Background: Due to the high complexity and wide dynamic range of the human proteome, several predicted protein products have not yet been identified in proteomic experiments. Proteins that have been predicted but are currently unverified are classified as ‘missing proteins’ (MP). These proteins could provide essential clues to the interpretation of biological processes, and offer new research and therapeutic strategies to address the remaining clinical challenges.   

Method: Proteins were extracted and digested from fresh frozen melanoma metastases samples 1. Peptides were TMT-labelled, fractionated and analyzed by nLC-MS/MS on a Q Exactive HF-X mass spectrometer. Raw data were processed with Proteome Discoverer v2.3. Protein evidence (PE) was determined using the criteria from neXtProt and the C_HPP 2. The bioinformatics analysis of relational networks between proteins that correlated with novel PE5 proteins was performed by ingenuity pathway analysis. Protein family annotation (PFAM) of the PE2 proteins was detected using DAVID.

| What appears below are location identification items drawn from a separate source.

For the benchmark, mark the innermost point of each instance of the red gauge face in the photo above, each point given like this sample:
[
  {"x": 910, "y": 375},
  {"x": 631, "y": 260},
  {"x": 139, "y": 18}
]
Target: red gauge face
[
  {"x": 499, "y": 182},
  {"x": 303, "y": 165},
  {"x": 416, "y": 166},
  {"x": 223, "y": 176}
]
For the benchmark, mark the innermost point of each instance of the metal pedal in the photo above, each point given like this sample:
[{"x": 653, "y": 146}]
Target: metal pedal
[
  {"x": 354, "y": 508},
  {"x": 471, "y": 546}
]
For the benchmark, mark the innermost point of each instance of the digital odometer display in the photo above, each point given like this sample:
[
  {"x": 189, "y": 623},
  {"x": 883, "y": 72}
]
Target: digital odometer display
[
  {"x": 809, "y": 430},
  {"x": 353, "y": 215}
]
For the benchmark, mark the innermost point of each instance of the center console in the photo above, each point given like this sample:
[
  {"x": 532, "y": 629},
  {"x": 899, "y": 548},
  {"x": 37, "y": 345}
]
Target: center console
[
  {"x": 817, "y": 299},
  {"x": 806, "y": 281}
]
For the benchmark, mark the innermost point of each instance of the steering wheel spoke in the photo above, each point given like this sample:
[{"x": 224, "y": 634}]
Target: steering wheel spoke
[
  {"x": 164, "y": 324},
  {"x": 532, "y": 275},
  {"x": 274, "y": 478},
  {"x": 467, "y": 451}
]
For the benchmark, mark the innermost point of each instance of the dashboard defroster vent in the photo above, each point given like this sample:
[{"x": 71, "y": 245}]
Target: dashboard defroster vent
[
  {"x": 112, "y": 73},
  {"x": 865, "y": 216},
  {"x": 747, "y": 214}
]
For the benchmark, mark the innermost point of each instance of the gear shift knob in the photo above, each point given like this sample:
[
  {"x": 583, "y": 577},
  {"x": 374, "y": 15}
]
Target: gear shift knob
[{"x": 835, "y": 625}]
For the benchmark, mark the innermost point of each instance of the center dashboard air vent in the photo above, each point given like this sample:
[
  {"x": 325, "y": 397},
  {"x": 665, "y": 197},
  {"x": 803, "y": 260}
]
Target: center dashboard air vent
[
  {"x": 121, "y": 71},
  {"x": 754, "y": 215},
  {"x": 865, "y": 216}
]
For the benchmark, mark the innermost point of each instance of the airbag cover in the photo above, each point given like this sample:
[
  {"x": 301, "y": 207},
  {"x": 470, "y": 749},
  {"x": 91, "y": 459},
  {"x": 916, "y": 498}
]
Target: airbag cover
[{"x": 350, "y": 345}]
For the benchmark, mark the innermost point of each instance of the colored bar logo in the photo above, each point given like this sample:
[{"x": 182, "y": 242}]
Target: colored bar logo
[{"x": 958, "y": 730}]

Results: In this study, nine MPs were confidently identified by mass spectrometry in melanoma metastases. Some MPs significantly correlated with proteins that possess identical PFAM structural domains and other MPs were significantly-associated with cancer-related proteins. All proteins were classified based on the PE categories reported by neXtProt and annotated according to the HUPO guidelines 3. Four proteins were uniquely identified within the context of metastatic cancer progression, although previously supported only by transcript presence, and five proteins previously marked as proteins of uncertain evidence and suspected to be pseudogenes were explicitly linked to mechanisms of melanoma metastasis. In addition, 24 other missing proteins were identified in up to 140 melanoma metastases.

Conclusion: Deep proteomic analyses were performed on more than 100 tissue samples from malignant melanoma patients. To our knowledge, this is the first study where unknown and novel proteins have been annotated in metastatic melanoma tumor tissue.

  1. 1. Kuras, M.; Betancourt, L. H.; Rezeli, M.; Rodriguez, J.; Szasz, M.; Zhou, Q.; Andersson, R.; Marko-Varga, G., Assessing Automated Sample Preparation Technologies for High-throughput Proteomics of Frozen Well Characterized Tissues from Swedish Biobanks. J Proteome Res 2018.
  2. 2. Omenn, G. S.; Lane, L.; Overall, C. M.; Corrales, F. J.; Liu, S.; Snyder, M.; Baker, M. S.; Deutsch, E. W., Progress on Identifying and Characterizing the Human Proteome: 2018 Metrics from the HUPO Human Proteome Project. J Proteome Res 2018, 17 (12), 4031-4041.
  3. 3. Omenn, G. S.; Lane, L.; Lundberg, E. K.; Overall, C. M.; Deutsch, E. W., Progress on the HUPO Draft Human Proteome: 2017 Metrics of the Human Proteome Project. J Proteome Res 2017, 16 (12), 4281-4287.